PSLBII-29 Effects of heat stress mitigation methods on growth performance, environmental, and economic outcomes of feedlot cattle raised in a hot climate

• Published in: Journal of animal science Vol. 102; no. Supplement_3; pp. 664 - 665
• Main Authors: Turcios, Sebastian E Mejia, Rotz, Alan, McGlone, John J, Rivera, Carlos, Mitloehner, Frank M
• Format: Journal Article
• Language: English
• Published: 14.09.2024
• ISSN: 0021-8812; 1525-3163
• DOI: 10.1093/jas/skae234.754

Abstract The increase in average global temperatures presents a challenge for the beef industry, especially in the feedlot sector where heat stress is a major animal welfare and economic concern. To combat this, shade stands out as one of the most practical methods to mitigate heat stress in feedlot cattle. An experiment was conducted as a completely randomized design with Bos indicus bulls (n = 1,560) with initial body weights (BW) of 287 kg. Three shade structure types were used to investigate the effects of different heat stress mitigation methods on cattle growth performance, environmental, and economic outcomes using live animal data, and a partial lifecycle assessment (LCA) using the Integrated Farm System Model (IFSM). The live animal portion of the experiment was done once a year over a 2-yr period with three pen replications per treatment per year (n = 6 per treatment). Four shade structures used were: conventional shade (SC; steel shade 1.8 m2 of shade/animal), double conventional shade (DS; steel shade 3.6 m2 of shade/animal), dome structures without fans (DSA; 8.5 m2/animal with 98% solar radiation blocked), and domes with fans (DCA; three large sized low-speed fans). Each pen held 65 bulls in an area of 570 m2. Live animal data were analyzed as a completely randomized design using the GLM procedure of SAS (version 9.4) with shade type as fixed effect, pen as the experimental unit, and repetition (year) considered a random effect. Cattle housed under DCA had 22 kg and 20 kg heavier final body BW (P < 0.05) compared with those housed under SC and DS, respectively. Final BW of DCA and DSA cattle were similar (P > 0.10). Average daily gain, feed efficiency, and hot carcass weight (HCW) were greater (P < 0.05) for cattle housed under DCA compared with the rest of the shade types.

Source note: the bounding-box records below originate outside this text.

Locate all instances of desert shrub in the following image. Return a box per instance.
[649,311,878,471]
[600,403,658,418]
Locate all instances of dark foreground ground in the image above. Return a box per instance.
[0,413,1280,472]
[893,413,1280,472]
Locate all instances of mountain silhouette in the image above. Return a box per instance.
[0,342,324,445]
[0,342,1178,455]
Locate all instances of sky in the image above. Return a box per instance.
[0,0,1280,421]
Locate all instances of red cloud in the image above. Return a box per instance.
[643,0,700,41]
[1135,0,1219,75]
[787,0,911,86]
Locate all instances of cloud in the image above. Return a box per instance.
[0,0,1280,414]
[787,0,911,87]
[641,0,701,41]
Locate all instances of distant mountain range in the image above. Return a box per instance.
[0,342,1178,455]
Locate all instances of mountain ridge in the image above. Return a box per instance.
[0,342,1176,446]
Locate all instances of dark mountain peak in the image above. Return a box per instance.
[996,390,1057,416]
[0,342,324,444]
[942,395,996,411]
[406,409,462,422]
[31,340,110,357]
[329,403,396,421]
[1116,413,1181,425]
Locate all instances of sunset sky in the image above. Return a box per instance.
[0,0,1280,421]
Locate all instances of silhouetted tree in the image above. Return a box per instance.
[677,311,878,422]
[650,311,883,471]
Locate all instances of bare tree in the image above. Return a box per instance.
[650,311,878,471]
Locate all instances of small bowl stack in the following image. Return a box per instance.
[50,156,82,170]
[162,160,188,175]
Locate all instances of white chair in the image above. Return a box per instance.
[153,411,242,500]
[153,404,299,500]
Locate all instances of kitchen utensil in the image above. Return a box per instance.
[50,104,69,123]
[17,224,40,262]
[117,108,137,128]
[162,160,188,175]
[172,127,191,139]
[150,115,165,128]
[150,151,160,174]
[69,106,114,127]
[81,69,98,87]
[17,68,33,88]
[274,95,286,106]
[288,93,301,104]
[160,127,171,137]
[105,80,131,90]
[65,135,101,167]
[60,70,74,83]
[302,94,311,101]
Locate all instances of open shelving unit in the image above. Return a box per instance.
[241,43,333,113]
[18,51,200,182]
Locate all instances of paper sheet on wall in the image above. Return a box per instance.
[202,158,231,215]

Dry matter intake was not affected (P > 0.10). When treatment results were extrapolated to the annual feedlot turnover of 209,700 animals, cattle in DSA and DCA versus SC and DS had 3 to 8 % reductions in greenhouse gas and ammonia emissions intensities. Compared with SC, DCA increased profitability by $29.66/animal, followed by DSA and DS with profit increases of $5.79 and $8.90/animal, respectively. Overall, the implementation of advanced shade structures improved cattle performance and profitability while reducing the environmental impact of beef production.